Tuesday, March 3, 2009

Camorra, Gomorrah

The Boy was recovered enough to take a trip to the movies, though the pickings are slim, with the Oscar films still clogging up the screens. It's hard to sell even the high rated films that are out now: Two Lovers, Bob Funk, Medicine for Melancholy (some asshole ripping off Bradbury's title again), and Must Read After My Death ("Imagine if Revolutionary Road had been a documentary!"). There are a few mainstream releases out we haven't seen, but he's very particular about those. (I don't know that he makes the distinction in his mind, but he's at an age where he has an aversion to stupid, and that rules out a whole lot of movies.)

Then there's Gomorra, a mixed-reviewed gangster flick about the Naples crime syndicate. Well, The Boy likes himself a gangster flick, though I myself run cold on them.

And, well, it's a sprawling mess of a film, unfocused and a bit hard to follow, not because any individual scene is complicated but how they tie together is. The movie concerns: A gang war with "secessionists" trying to split from the Camorra, a boy who wants to join the gang, a couple of phenomenally stupid young men who are trying to be independent outlaws, a dress counterfeiting operation, a toxic waste dump operation, and a man who either collects the protection money or distributes retired gangster's pensions (or both).

You could've made this a miniseries, with the six stories each being its own 22-minute episode--or you could have fleshed them out into 48 minutes for an hour show. This would've worked better, I think, because the stories didn't really overlap, so telling them cut into pieces just made them hard to follow, without any added dramatic benefit.
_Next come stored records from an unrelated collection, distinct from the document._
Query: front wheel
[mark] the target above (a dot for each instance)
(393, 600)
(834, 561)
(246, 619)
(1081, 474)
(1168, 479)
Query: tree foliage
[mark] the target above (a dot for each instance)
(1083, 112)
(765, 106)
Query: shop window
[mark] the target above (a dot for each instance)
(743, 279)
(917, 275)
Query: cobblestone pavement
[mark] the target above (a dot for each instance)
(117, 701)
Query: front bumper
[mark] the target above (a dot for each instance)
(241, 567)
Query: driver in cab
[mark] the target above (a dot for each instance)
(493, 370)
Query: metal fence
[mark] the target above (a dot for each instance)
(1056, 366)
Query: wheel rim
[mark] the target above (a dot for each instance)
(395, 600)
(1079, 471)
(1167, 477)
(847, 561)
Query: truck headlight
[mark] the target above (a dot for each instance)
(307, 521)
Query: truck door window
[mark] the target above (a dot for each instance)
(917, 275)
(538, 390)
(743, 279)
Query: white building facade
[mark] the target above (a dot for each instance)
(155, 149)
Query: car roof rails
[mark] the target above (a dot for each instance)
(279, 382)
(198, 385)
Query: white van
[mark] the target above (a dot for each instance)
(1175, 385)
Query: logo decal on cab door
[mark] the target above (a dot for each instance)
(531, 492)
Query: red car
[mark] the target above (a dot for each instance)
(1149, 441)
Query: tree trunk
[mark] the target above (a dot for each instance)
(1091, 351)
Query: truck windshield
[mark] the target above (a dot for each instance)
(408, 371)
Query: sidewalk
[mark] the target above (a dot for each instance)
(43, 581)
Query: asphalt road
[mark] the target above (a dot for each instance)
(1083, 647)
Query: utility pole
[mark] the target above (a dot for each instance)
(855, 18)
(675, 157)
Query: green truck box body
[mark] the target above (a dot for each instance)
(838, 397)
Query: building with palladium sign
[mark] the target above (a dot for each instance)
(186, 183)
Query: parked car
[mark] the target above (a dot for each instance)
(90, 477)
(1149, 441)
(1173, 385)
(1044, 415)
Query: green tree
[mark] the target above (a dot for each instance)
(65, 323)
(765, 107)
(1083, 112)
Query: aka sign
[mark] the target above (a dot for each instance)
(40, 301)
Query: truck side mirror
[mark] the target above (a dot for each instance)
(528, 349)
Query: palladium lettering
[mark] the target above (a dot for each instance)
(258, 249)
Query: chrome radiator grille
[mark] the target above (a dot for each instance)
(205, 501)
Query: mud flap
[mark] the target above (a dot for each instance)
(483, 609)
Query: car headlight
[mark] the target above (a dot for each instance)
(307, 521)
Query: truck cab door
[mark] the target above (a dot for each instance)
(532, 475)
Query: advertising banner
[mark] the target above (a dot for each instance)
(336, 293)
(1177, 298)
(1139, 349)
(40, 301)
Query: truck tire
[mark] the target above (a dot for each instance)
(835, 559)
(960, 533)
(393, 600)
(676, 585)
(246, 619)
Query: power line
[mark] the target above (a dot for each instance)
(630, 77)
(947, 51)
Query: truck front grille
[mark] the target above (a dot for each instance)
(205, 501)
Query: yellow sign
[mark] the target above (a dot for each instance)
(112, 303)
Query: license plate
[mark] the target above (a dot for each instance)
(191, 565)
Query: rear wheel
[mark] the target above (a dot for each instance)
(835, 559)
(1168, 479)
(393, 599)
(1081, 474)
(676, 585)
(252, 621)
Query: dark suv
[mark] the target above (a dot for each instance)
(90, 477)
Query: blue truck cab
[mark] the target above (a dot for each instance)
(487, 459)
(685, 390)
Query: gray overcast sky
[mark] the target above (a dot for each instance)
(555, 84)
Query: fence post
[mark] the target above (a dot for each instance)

The movie runs two-and-a-quarter hours, but even so, you don't get a satisfying resolution to the young kid's story. Here's how it could've been better: The boy delivers groceries to a woman who is also chummy with the money carrier, and has some connection with the secessionists, or at least is imagined to. The boy is also trying to get chummy with the local, low-level Camorra thugs. This woman could've served as the focal point of the whole story, crossing paths with the tailor and the toxic waste managers--I think she was actually connected to one of the idiots doing random thuggery.

She could've been a good anchor for the story which, unfortunately, comes off as sort of "inside baseball".

There is no beauty in this film; where the Godfather saga dressed up mob antics in gorgeous colors and impeccable fashion in opulent surroundings, the ruffians in this film wear cheap track suits or t-shirts celebrating sports teams of other countries, and live in housing that would embarrass trailer trash. I don't recall any music whatsoever. There's no dramatic lighting and the camera work is straightforward, though fortunately avoiding the dread shaky-cam.

I suppose then, this is a "realistic" film. But a little artifice could've gone a long way to make it a truly great film.